1.5m bonded labourers in country: HRCP

Published September 21, 2007

LAHORE, Sept 20: Nearly 1.5 million people are in bondage in the country despite a ban on bonded labour owing to lack of proper implementation of the law and economic benefit of the violators.

This was stated during an interactive dialogue on “The situation of brick kiln workers” at the Human Rights Commission of Pakistan here on Thursday. Kiln workers, labour leaders and representatives of civil society participated in the dialogue organised by the Interactive Resource Centre.

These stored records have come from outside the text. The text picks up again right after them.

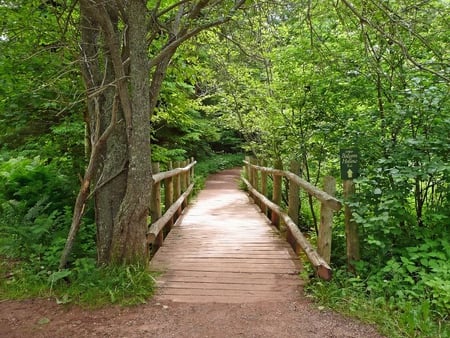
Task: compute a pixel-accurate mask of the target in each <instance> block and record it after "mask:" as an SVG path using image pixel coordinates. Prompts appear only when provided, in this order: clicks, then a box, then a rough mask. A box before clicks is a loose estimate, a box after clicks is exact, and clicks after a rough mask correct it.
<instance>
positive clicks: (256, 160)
mask: <svg viewBox="0 0 450 338" xmlns="http://www.w3.org/2000/svg"><path fill="white" fill-rule="evenodd" d="M250 164H252V165H255V164H257V160H256V158H254V157H252V158H251V159H250ZM250 173H251V174H250V179H251V180H250V181H249V182H250V184H251V185H252V187H253V188H255V189H256V190H258V170H257V169H255V168H254V167H250ZM253 200H254V201H255V203H256V205H257V206H258V207H261V201H260V200H259V198H257V197H256V196H253Z"/></svg>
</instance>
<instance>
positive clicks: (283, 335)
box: [0, 299, 382, 338]
mask: <svg viewBox="0 0 450 338" xmlns="http://www.w3.org/2000/svg"><path fill="white" fill-rule="evenodd" d="M0 337H5V338H6V337H8V338H26V337H34V338H39V337H46V338H47V337H50V338H53V337H55V338H57V337H61V338H62V337H124V338H125V337H130V338H131V337H308V338H309V337H320V338H324V337H364V338H372V337H373V338H375V337H382V336H381V335H380V334H378V333H377V331H376V330H375V328H374V327H372V326H369V325H365V324H362V323H360V322H357V321H356V320H353V319H349V318H346V317H343V316H341V315H339V314H336V313H333V312H331V311H328V310H320V309H317V308H316V307H315V306H314V305H313V304H312V303H310V302H309V301H307V300H292V301H289V302H286V301H285V302H255V303H247V304H245V303H244V304H219V303H206V304H205V303H193V304H189V303H172V302H164V303H162V302H157V301H156V300H150V301H149V302H148V303H147V304H144V305H139V306H135V307H119V306H112V307H106V308H103V309H97V310H87V309H82V308H80V307H78V306H74V305H69V306H62V305H57V304H56V303H55V301H54V300H46V299H34V300H25V301H3V302H1V303H0Z"/></svg>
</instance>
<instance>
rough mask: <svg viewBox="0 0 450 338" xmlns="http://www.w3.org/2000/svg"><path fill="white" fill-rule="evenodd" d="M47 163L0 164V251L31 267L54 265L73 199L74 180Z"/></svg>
mask: <svg viewBox="0 0 450 338" xmlns="http://www.w3.org/2000/svg"><path fill="white" fill-rule="evenodd" d="M46 162H47V161H44V160H42V159H40V158H39V157H35V158H33V159H29V158H24V157H17V158H11V159H9V160H8V161H5V162H4V163H2V164H1V165H0V235H1V236H0V254H1V255H3V256H7V257H9V258H13V259H19V260H21V261H23V262H27V263H30V264H31V263H32V264H34V266H35V269H34V270H36V269H39V268H38V267H40V266H45V267H46V268H49V269H52V268H54V267H56V265H57V263H58V255H59V253H60V252H61V250H62V248H63V247H64V239H65V236H66V235H67V230H68V227H69V225H70V221H71V217H72V211H71V210H72V208H71V204H72V203H73V199H74V190H75V186H74V184H73V182H71V181H70V180H69V179H68V178H67V177H66V176H65V175H63V174H61V173H60V172H59V170H58V168H57V167H56V166H55V165H53V164H52V163H46ZM91 244H92V242H91Z"/></svg>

Participants of the dialogue said bondage was mostly prevalent at brick kilns in Punjab and `hari’ workers in Sindh. The situation got worse when any worker found a better opportunity and tried to quit the job. It was then he realised that he was trapped in bondage.

Kiln workers leader Syeda Ghulam Fatima pointed out that the government had fixed the minimum wage for moulding 1,000 bricks at Rs184 but majority of the owners were paying less than it despite the fact that the workers toiled from dawn to dusk.

Daily wages payment could not be checked because only 20 per cent of 15,000 kilns had been registered so far.

The participants of the forum stressed the need for strict implementation of the Abolition of Bonded Labour Act and Minimum Wages Act, registration of brick kilns and issuance of national identity cards and social security to workers for improving their lot.